PATRIMÓNIO DOS POBRES 

O Património desta quinzena debruça-se fundamentalmente sobre os injustiçados. Todos os pobres o são. Até os que não trabalham ou porque ninguém os educou ou coagiu e se habituaram à inércia, à pedincha e ao roubo. Também os que caíram na droga, no álcool ou na exploração dos sérios, justos e esforçados. Em todos e cada um deles há sempre, no início, uma certa injustiça do sistema, da governação e da estrutura social.

Trago hoje um caso que resultou numa depressão, quase sem remédio, a não ser a caridade cristã.

Ela, a esposa e mãe de família, caiu no desemprego porque a empresa onde trabalhava como escriturária, faliu e fechou.

O subsídio correspondente persistiu durante apenas um ano e a senhora, a procurar trabalho, viu-se obrigada a aceitá-lo num posto de combustíveis, a agarrar na mangueira para abastecer os veículos, ganhando o salário mínimo.

Vivem numa casa alugada por 450€/mês. Têm dois filhos, ambos universitários e bons estudantes. Um no Politécnico, na Faculdade de Engenharia Mecânica e a outra, em Direito, na Lusófona, que é extremamente cara.

O pai, membro das forças de segurança, para defender o filho de uma ameaça, foi ao lugar onde se dera o mau trato do menor, o maltratante caiu sobre ele e deu-lhe uma grande tareia. Depois, foi fazer queixa como se a vítima fosse o agressor, invertendo assim os papéis. O guarda fez tudo o que era possível para se defender em tribunal, dado que se sentia inocente.

O atacante, rico, arranjou testemunhas falsas, habilidosos advogados e ganhou a questão em primeira instância, condenando o desgraçado a pagar-lhe uma alta indemnização e as custas do tribunal.

Na convicção da sua própria inocência e no valor da JUSTIÇA, recorreu para a segunda instância, voltando a perder e a pagar. Foi tão forte a sua convicção de inocente que se atreveu a recorrer para o Supremo, onde também a razão se voltou contra a JUSTIÇA, revertendo tudo contra ele: - a justiça, o tribunal e as despesas.

Contraiu no banco uma dívida de quarenta mil euros. O homem ficou na penúria e pessoalmente destruído. Entrou em depressão, incapacitou-se de continuar no seu trabalho e foi obrigado a meter baixa médica.

Tendo de pagar os juros ao banco, 400€/mês, a renda da casa, a esposa com salário mínimo e dois filhos na universidade, como viver?

Ele, sobretudo, sentiu-se muito mais atingido e tentou libertar-se pelo suicídio.

Um antigo Gaiato, outrora seu colega na tropa, é que mo apresentou, convencido que eu o poderia ajudar e desoprimir.

Atendi, em primeiro lugar, outros pobres que chegaram antes e o homem sentou-se no corredor e esperou pacientemente.

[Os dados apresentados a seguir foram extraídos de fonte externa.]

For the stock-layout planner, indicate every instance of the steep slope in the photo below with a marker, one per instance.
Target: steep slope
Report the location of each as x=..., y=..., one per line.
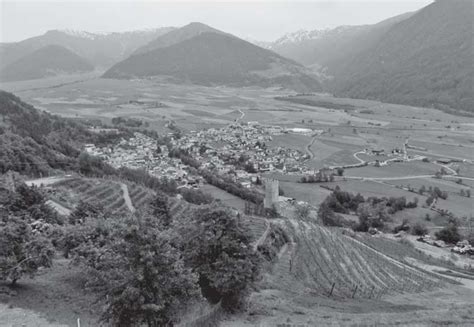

Chegada a sua vez, desatou num choro e numa maré de lágrimas que me obrigou quase a ralhar amorosamente com ele. - Mas... Chora porquê?!... Vamos a calar... É uma vergonha um homem a chorar!... Não chore.

Lá o acalmei e ouvi o que já sabes.

Reprimindo o seu choro e o desejo de desaparecer deste mundo, esclareci-o que a vida não é nossa, mas de Deus! Nós não somos donos dela, mais ainda, que a situação criada com o seu hipotético desaparecimento, só iria complicar a vida dos seus e os obrigaria a trabalhar, sem poderem continuar os estudos.

Pus-lhe na mão 1.000€ e comprometi-me a ajudá-lo a manter os filhos a estudar. Queria trabalhar mas sem descontos, para não perder direito à baixa, que é de 900€.

Ainda contactei dois empresários, mas sem resultado, pois, como me disseram, correriam perigo de multa grave e não podiam, de forma nenhuma, sujeitarem-se a tal aventura.

Paguei as primeiras despesas da inscrição e matrícula da menina e garanti-lhe que os filhos continuariam os seus estudos.

O homem animou-se. Nasceu-lhe, como diz o povo, uma alma nova e ofereceu-se para me vir podar as laranjeiras. Aceitei, na brincadeira: - Você poda, uma! E eu, analisando o seu saber, aceitá-lo-ei ou não.

Sei que o campo lhe fará muito bem, se não me agradar o seu trabalho, ensiná-lo-ei, na certeza de que ambos ganharemos.